Афарви молча помотал головой.
— Вы не можете, или не хотите, или вы издеваетесь надо мной? — притворно рассердился наконец Сюань-цзан.
— Я хочу, видит Бог… Но за этими иероглифами последуют другие… Эта гора громоздится до небес, — где мне взойти на нее! Я… я не могу похвастать способностями, — сказал Афарви и ужаснулся тому, какого размера слезы наворачиваются ему на глаза. — Вы только потеряете со мною время, дорогой наставник. Не лучше ли мне не переступать порога храма, если я никогда не подойду к алтарю?
Сюань-цзан посмотрел на него искоса и сказал:
— Кто это написал? — разволновался Афарви.
— Цянь Ци, — сказал Сюань-цзан, поднимаясь, и скрылся за воротами своей башни.
На седьмом курсе история Британии перетекала в археологию, и семикурсники проходили археологическую практику под присмотром Мерлина прямо в школе. Мерлин выделил им место во дворе западной четверти и дал указание копать. С тех пор он только изредка захаживал посмотреть, как подвигаются дела. Дела подвигались не слишком ходко. В основном старшим студентам приходилось двигать отвал, но Мерлин уверял их, что именно этим и приходится заниматься настоящим археологам большую часть жизни. Дело в том, что начиная копать, археологи поначалу выбрасывают землю из раскопа в одну, произвольно выбранную сторону, и накидывают этой земли огромную гору. Впоследствии неизменно оказывается, что интересующий их культурный слой уходит именно под этот отвал. Дальше им остается только снять пиджаки, сдернуть через голову свитера и, поплевав на руки, двигать отвал. Мерлин уверял, что он еще не встречал археологов, которые с самого начала поместили бы отвал столь удачно, чтобы с ним больше не пришлось возиться.

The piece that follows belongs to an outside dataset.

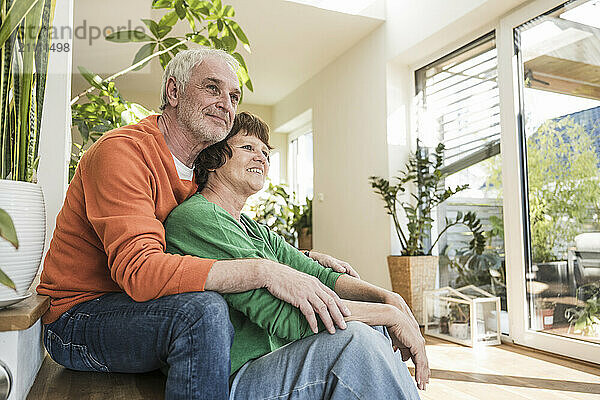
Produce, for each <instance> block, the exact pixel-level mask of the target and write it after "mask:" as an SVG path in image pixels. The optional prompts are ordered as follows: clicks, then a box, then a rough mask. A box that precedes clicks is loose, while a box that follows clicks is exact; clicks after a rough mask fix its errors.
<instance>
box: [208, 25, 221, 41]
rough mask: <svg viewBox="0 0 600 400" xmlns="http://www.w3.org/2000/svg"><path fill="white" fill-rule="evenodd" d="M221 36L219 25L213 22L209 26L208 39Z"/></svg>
mask: <svg viewBox="0 0 600 400" xmlns="http://www.w3.org/2000/svg"><path fill="white" fill-rule="evenodd" d="M218 34H219V29H218V28H217V24H215V23H214V22H211V23H209V24H208V37H210V38H213V37H216V36H217V35H218Z"/></svg>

Пододвинув слегка отвал, старшекурсники на шестую неделю раскопок на глазах обрадованных младших студентов выкопали огромный глиняный сосуд с коническим донышком, размером внутри с небольшую комнату. Неизвестно откуда возникший Мерлин пояснил, что сосуд греческий, называется пифос, предназначен для хранения вина и масла и должен вкапываться в землю для устойчивости. Появившийся здесь же Дион Хризостом провозгласил, что сосуд вкапывать в землю вовсе не следует, а напротив — надо положить его на бок, и он лично будет в нем жить, подобно великому кинику Диогену Синопскому, который жил в точно таком же пифосе, выказывая презрение ко всему миру. Подошедший при этих словах Орбилий Плагосус заметил, что если Дион намерен выказывать презрение ко всему миру, то ему придется лишить себя общества поэтов и музыкантов, не мыться, не бриться, проповедовать воздержание и в особенности отказаться от паштета из соловьиных языков, который он так любит. И никакого фалернского. Дион завопил, что фалернское — страшная дрянь, что пьет он исключительно хиосское или родосское, что по своим взглядам он всегда был ближе к неоплатоникам и даже, пожалуй, склоняется иногда к Древней Стое. Орбилий Плагосус бесцеремонно заметил, что к Древней Стое Дион склоняется, видимо, тогда, когда ему случается съесть лишнего и его пучит, и что, кстати, настоящие стоики тоже не отличались тягой к излишествам. Тогда Дион исхитрился и, сплетя замысловатый софизм, объявил себя последователем киренаиков, после чего забрался все-таки в пифос и гулко, со своеобразным эхом, сообщил оттуда, что отныне все уроки греческого языка будет вести из недр этого вместительного сосуда. После этого пришел Тарквиний Змейк, заглянул в пифос и негромко сказал:
— Не думайте, Дион, что на ваше место не найдется желающих, когда вас уволят.
— Британия далекая!.. Кто сюда поедет? — донеслось из пифоса.
— Тиртей поедет, — вкрадчиво отвечал Змейк, стоя у входа в сосуд.